A portray sitting in storage at a provincial museum in northern France was lately reattributed to Lavinia Fontana, one of many foremost feminine painters of the Italian Renaissance.
The portray in query, Portrait of a Gentleman, his Daughter and a Servant, depicts a father clad in a trendy black go well with with a pleated collar. He’s proven sitting in an armchair subsequent to his equally dressed daughter, who’s giving him a handful of flowers; simply behind them is a maid inserting a basket of fruit.
The work has been held by the Musée de la Chartreuse in Douai since 1857, however was solely reexamined lately. Florentine and Roman artwork specialist Philippe Costamagna noticed the portray in storage and insisted, as he stated to Agence France-Presse, “it’s an Italian portray, Bolognese in spirit from A to Z. Every part is harking back to it: the little lady with the little flowers, the strokes on the collar and on the sleeve.”
The piece was beforehand attributed to the Flemish Renaissance painter Pieter Pourbus (1523–84), however upon additional examine, the work was reattributed to Lavinia Fontana.
“The portray is in wonderful situation; it hasn’t been badly restored previously, so it hasn’t been distorted.

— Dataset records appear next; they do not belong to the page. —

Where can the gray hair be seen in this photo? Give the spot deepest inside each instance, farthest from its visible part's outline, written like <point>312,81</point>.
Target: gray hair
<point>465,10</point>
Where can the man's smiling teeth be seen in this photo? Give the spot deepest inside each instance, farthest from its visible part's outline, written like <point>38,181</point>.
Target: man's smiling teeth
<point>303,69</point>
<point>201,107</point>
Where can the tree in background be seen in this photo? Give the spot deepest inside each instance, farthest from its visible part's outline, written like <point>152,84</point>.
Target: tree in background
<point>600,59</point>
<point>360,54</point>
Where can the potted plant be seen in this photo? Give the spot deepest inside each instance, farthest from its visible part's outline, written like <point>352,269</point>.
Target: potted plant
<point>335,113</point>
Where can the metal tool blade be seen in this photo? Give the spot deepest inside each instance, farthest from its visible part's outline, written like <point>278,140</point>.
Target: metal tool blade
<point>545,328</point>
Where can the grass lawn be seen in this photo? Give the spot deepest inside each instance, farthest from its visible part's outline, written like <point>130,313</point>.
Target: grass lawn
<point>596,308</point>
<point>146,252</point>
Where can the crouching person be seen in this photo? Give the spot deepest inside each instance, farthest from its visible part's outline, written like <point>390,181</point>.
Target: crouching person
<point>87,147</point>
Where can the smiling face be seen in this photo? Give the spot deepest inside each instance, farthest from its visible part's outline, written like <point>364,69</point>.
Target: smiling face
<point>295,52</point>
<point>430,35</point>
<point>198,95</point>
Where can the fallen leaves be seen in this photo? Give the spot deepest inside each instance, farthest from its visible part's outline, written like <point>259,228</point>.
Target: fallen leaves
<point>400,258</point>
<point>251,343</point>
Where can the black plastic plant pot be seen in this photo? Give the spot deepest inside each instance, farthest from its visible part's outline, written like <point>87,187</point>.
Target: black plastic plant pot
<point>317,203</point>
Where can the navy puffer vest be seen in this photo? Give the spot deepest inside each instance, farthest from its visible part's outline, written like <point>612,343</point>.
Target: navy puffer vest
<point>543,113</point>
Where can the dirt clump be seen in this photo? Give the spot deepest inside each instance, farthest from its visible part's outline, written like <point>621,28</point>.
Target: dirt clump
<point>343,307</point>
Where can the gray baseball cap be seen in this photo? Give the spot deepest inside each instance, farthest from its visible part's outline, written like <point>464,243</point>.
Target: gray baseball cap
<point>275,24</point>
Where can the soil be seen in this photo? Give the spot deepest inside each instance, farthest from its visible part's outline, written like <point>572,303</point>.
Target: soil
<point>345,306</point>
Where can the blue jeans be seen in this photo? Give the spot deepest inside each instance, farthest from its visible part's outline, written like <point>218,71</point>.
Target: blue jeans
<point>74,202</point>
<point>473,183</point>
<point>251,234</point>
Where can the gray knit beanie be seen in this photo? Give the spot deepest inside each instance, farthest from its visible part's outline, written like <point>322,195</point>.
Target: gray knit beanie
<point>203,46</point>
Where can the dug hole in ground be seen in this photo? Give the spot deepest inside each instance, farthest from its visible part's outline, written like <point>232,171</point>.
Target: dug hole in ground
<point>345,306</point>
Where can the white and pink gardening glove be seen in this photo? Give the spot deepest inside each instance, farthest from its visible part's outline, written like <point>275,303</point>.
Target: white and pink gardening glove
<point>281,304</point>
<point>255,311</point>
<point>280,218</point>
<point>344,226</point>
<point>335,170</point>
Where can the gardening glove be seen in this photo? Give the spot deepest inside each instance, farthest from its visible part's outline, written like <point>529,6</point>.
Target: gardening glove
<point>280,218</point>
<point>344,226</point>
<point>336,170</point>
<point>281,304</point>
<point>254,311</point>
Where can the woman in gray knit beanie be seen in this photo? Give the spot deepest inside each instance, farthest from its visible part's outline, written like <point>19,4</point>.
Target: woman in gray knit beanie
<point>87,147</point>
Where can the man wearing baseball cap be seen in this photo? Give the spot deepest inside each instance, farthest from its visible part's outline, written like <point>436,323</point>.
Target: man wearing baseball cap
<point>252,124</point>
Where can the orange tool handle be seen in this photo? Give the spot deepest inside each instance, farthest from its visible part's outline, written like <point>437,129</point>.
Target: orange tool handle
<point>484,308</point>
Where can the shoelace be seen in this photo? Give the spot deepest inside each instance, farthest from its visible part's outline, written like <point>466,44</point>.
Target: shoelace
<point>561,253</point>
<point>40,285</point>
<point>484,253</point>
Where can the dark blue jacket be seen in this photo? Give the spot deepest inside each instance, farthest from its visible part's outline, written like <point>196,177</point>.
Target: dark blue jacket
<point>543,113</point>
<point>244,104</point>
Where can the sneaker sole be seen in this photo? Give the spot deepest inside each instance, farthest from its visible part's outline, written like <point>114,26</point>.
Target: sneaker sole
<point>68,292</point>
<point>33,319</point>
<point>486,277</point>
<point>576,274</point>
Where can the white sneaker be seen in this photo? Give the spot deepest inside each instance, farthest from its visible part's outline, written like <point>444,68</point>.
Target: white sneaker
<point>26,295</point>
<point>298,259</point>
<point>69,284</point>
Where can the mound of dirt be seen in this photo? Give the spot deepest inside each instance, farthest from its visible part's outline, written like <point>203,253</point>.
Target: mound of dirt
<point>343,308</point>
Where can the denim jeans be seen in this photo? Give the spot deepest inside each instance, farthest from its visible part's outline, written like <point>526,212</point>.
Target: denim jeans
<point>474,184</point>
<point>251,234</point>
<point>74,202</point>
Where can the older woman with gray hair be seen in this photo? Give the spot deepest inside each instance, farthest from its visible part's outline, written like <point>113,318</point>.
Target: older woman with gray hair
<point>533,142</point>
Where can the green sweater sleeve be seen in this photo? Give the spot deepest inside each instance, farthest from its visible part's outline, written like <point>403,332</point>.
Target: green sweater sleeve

The restoration will improve it,” Costamagna added.
Fontana was a trailblazer. She is assumed to have been one of many first girls to professionally paint within the West. Born in Bologna in 1552, she educated below her father Prospero and died in Rome in 1614. She paved the best way for girls artists who got here after her, just like the Baroque painter Artemisia Gentileschi (1593–1653).